The share options included download, url, and embedded code. It was easy to work with and I think this program has great potential.
My next experiment was to work with the grapic of the US map with percent circles. I was hoping for some numerical control over the size of the circles and did not find that. This is not Excel and the graphics are not proportional and there is nothing to help you scale them. I did work on using the size of circles and the size of text to give a visual representation of the the current presidential polling data. This graph took a bit more time, but well under an hour to create. I found that I could figure out all of the graphic commands without needing to read any instructions. When I needed to change something or adjust the size, I could easily find the way to do it lookin up at the tool bar. I especially liked the easy way of moving the graphics forward and backwards with arrows under the word position. The hand icon for moving the graphic with the line and arrow for adjusting size does just what you expect them to do.
So this is my mapping of polls results in the presidential campaign. Once I got started, I wanted to change the states colors to blue and red. But I could not do this. The states were not individual graphics. So while this program worked well, we always want more for what we don't pay for. I have to say I was impressed with this tool and remained amazed at what is available for use without cost. The editor of Wired predicted this cycle of "free" tools on his TED talk a good number of years ago and I was skeptical. But I am a happy believer these days.

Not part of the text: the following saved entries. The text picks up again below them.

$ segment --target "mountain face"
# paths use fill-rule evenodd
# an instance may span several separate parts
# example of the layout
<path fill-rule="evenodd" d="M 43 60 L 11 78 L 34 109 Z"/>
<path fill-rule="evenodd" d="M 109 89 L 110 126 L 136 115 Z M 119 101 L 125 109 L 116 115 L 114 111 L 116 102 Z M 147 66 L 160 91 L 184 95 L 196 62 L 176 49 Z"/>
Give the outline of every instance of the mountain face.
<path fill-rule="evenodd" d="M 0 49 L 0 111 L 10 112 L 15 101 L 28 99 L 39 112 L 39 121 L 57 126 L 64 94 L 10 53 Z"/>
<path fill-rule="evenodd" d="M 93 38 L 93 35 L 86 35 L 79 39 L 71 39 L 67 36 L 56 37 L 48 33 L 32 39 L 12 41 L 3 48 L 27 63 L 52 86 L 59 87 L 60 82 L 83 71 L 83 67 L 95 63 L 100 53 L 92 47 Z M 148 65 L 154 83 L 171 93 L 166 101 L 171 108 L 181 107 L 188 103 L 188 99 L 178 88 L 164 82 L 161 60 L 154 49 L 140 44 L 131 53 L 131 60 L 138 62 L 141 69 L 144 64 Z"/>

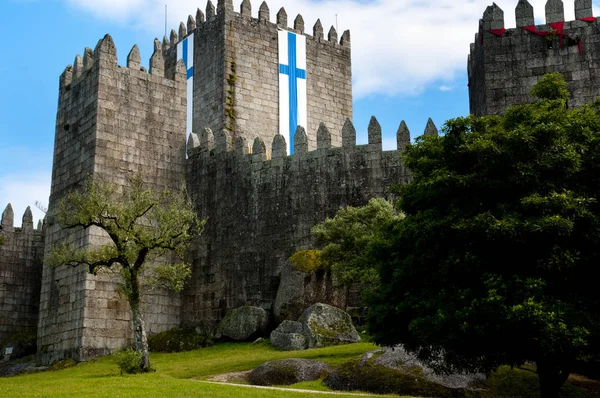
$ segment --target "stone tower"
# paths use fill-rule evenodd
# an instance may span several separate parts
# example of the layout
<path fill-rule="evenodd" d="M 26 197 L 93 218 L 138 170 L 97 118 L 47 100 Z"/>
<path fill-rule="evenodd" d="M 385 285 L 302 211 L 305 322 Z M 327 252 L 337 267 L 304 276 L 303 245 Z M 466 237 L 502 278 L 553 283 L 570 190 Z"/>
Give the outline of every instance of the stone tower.
<path fill-rule="evenodd" d="M 202 139 L 205 128 L 213 132 L 228 130 L 233 138 L 249 142 L 256 137 L 271 142 L 279 131 L 280 62 L 279 32 L 299 34 L 306 41 L 306 96 L 309 148 L 316 149 L 320 123 L 331 131 L 333 145 L 341 145 L 341 129 L 352 118 L 352 68 L 350 32 L 341 37 L 331 28 L 324 37 L 320 21 L 308 35 L 302 15 L 288 27 L 285 9 L 276 22 L 263 2 L 258 13 L 244 0 L 240 12 L 233 10 L 232 0 L 219 0 L 215 9 L 209 0 L 206 13 L 198 10 L 164 40 L 164 57 L 169 71 L 181 58 L 182 42 L 193 44 L 187 50 L 193 57 L 192 130 Z M 193 42 L 193 43 L 192 43 Z M 178 54 L 179 53 L 179 54 Z M 188 55 L 188 57 L 190 56 Z M 188 95 L 190 93 L 188 92 Z M 190 97 L 188 97 L 190 98 Z M 190 119 L 188 115 L 188 119 Z M 294 127 L 295 129 L 295 127 Z M 293 132 L 292 132 L 293 136 Z M 289 152 L 289 151 L 288 151 Z"/>
<path fill-rule="evenodd" d="M 87 176 L 123 185 L 140 173 L 154 189 L 183 184 L 185 67 L 180 62 L 165 74 L 155 44 L 150 73 L 140 67 L 137 46 L 127 66 L 119 66 L 106 35 L 61 75 L 46 252 L 62 242 L 82 247 L 106 239 L 95 230 L 62 230 L 53 217 L 60 199 Z M 179 324 L 178 297 L 165 293 L 150 300 L 149 330 Z M 91 275 L 84 266 L 44 266 L 38 324 L 44 362 L 86 360 L 122 347 L 130 337 L 129 309 L 113 277 Z"/>
<path fill-rule="evenodd" d="M 527 0 L 515 8 L 517 27 L 506 29 L 504 12 L 495 3 L 479 21 L 468 60 L 471 113 L 502 114 L 511 105 L 532 102 L 529 90 L 546 73 L 564 75 L 569 106 L 600 94 L 600 30 L 592 0 L 575 1 L 575 21 L 565 21 L 561 0 L 548 0 L 546 24 L 535 25 Z"/>

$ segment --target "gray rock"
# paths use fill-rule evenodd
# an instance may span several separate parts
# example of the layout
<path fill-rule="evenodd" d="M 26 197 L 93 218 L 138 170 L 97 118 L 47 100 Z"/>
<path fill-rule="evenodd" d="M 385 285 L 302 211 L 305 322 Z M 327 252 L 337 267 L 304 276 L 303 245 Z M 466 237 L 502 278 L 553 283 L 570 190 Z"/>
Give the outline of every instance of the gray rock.
<path fill-rule="evenodd" d="M 233 340 L 244 341 L 264 333 L 269 324 L 267 311 L 258 307 L 244 306 L 225 315 L 218 327 L 218 334 Z"/>
<path fill-rule="evenodd" d="M 415 354 L 407 352 L 401 345 L 385 347 L 377 351 L 366 353 L 361 357 L 359 367 L 364 365 L 371 358 L 374 358 L 373 364 L 381 365 L 389 369 L 406 371 L 420 368 L 425 379 L 452 389 L 469 388 L 474 383 L 485 380 L 485 375 L 483 373 L 437 375 L 433 369 L 420 361 Z"/>
<path fill-rule="evenodd" d="M 273 305 L 275 321 L 298 319 L 308 307 L 326 303 L 339 308 L 348 305 L 348 288 L 338 286 L 331 272 L 297 271 L 288 262 L 281 271 L 279 289 Z"/>
<path fill-rule="evenodd" d="M 266 362 L 250 373 L 250 384 L 255 386 L 287 386 L 313 381 L 331 371 L 326 363 L 310 359 L 289 358 Z"/>
<path fill-rule="evenodd" d="M 332 390 L 360 390 L 375 394 L 457 397 L 477 389 L 482 374 L 436 375 L 401 346 L 371 351 L 328 373 L 323 384 Z"/>
<path fill-rule="evenodd" d="M 302 324 L 309 348 L 360 342 L 360 336 L 346 312 L 327 304 L 317 303 L 298 319 Z"/>
<path fill-rule="evenodd" d="M 282 351 L 305 350 L 308 341 L 303 334 L 302 324 L 294 321 L 283 321 L 271 332 L 271 345 Z"/>

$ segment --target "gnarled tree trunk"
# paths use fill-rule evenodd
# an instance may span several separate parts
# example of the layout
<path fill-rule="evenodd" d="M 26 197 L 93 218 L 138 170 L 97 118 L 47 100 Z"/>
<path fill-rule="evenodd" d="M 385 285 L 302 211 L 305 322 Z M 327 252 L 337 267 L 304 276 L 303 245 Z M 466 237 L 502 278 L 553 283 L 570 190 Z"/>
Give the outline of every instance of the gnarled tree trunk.
<path fill-rule="evenodd" d="M 148 338 L 146 336 L 146 325 L 141 311 L 140 286 L 137 276 L 132 272 L 131 276 L 131 295 L 129 296 L 129 306 L 131 307 L 131 317 L 133 321 L 133 340 L 135 351 L 142 353 L 140 369 L 142 372 L 150 370 L 150 355 L 148 353 Z"/>
<path fill-rule="evenodd" d="M 558 398 L 560 388 L 567 381 L 570 372 L 553 360 L 538 360 L 536 366 L 541 398 Z"/>

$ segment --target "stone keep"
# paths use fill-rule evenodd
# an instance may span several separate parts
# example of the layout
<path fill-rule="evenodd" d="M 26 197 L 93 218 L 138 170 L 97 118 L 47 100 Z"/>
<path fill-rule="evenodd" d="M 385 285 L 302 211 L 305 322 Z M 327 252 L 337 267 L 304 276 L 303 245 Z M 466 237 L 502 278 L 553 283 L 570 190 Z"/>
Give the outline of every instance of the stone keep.
<path fill-rule="evenodd" d="M 546 24 L 535 25 L 533 7 L 519 0 L 517 27 L 505 29 L 504 12 L 489 6 L 468 59 L 471 113 L 503 114 L 512 105 L 532 102 L 529 90 L 551 72 L 564 75 L 570 107 L 595 100 L 600 94 L 600 30 L 592 15 L 592 0 L 576 0 L 576 20 L 565 22 L 563 2 L 548 0 Z"/>
<path fill-rule="evenodd" d="M 31 239 L 24 243 L 3 227 L 10 236 L 9 245 L 0 246 L 0 318 L 9 322 L 0 325 L 0 340 L 2 333 L 13 333 L 13 324 L 37 322 L 38 354 L 45 363 L 87 360 L 132 342 L 129 308 L 117 279 L 91 275 L 85 266 L 40 266 L 42 247 L 48 253 L 62 242 L 78 247 L 106 242 L 99 230 L 63 230 L 54 217 L 61 198 L 87 176 L 125 186 L 139 173 L 154 190 L 186 185 L 200 216 L 209 219 L 190 250 L 192 278 L 184 292 L 155 290 L 145 296 L 149 334 L 211 327 L 243 305 L 272 314 L 281 270 L 291 254 L 312 245 L 312 226 L 341 206 L 391 198 L 389 187 L 408 181 L 399 156 L 410 143 L 404 122 L 398 150 L 382 150 L 375 118 L 368 144 L 356 145 L 350 33 L 338 40 L 331 28 L 325 39 L 317 21 L 313 35 L 307 35 L 301 15 L 291 28 L 284 9 L 272 23 L 266 3 L 258 18 L 251 8 L 249 0 L 239 13 L 231 0 L 220 0 L 216 8 L 209 1 L 206 13 L 198 10 L 170 38 L 155 40 L 149 72 L 137 46 L 120 66 L 109 35 L 65 69 L 43 239 L 41 231 L 30 231 L 29 222 L 22 233 Z M 293 155 L 278 128 L 280 30 L 306 38 L 307 126 L 293 135 Z M 193 68 L 178 54 L 190 39 Z M 425 134 L 437 134 L 431 120 Z M 12 226 L 12 215 L 5 218 L 3 225 Z M 7 297 L 14 292 L 5 286 L 12 282 L 6 278 L 13 275 L 10 258 L 17 256 L 28 259 L 31 272 L 14 273 L 23 294 L 11 301 Z"/>

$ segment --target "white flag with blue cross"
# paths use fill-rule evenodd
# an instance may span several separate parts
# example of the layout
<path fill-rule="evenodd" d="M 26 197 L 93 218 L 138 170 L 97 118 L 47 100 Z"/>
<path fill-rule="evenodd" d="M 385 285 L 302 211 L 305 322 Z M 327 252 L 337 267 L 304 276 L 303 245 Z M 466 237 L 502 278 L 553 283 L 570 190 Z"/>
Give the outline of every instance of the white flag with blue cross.
<path fill-rule="evenodd" d="M 306 36 L 279 31 L 279 134 L 294 153 L 296 128 L 307 128 Z"/>
<path fill-rule="evenodd" d="M 194 34 L 190 34 L 177 44 L 177 59 L 183 59 L 187 71 L 187 136 L 192 132 L 194 117 Z"/>

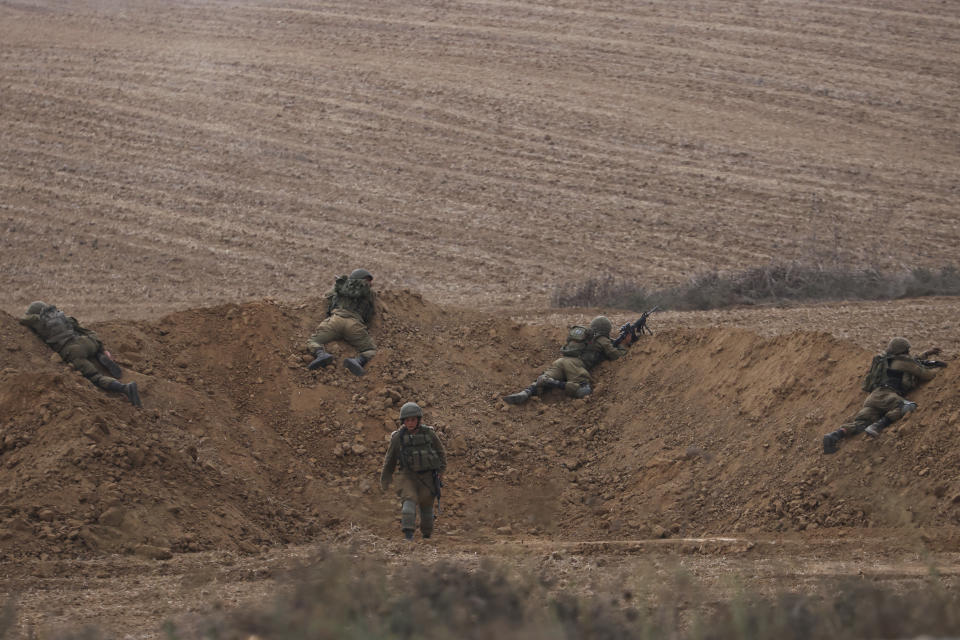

I tried a second tool that also looked promising. This one is called infogram (inforg.am). I used the same polling data and chose the theme/template that looked most promising. The program was difficult to figure out. I had to enter the data a number of times as the choices were not transparent to me. Simple things like changing the color of the people in the chart was also very limited and not at all clear. Even harder was to figure out the ratio. The data I put in was in three rows: Obama, Romney and Undecided. I put in the percent for each of the categories. The representation looks right but the number of people on the screen far exceed 100. If I could get them to 100, the data would be clear but I saw no options to change this. The ability to ability to interact with the chart--even through it was minimal- could be helpful. But it also makes it hard to see the data in one screen. So for visualization purposes, this was not as successful a tool. The embed code was not apparent on initial sharing choices but after viewing it on the web, you have the option to get the code.
Finally, Gliffy (http://www.gliffy.com/) is a really useful tool for making grapics that has been around from some time . It is very easy to use. But it does not have the templates for creating data repressentations. I think that the more we can visualize data, the more likely we are to engage in data-driven decision making.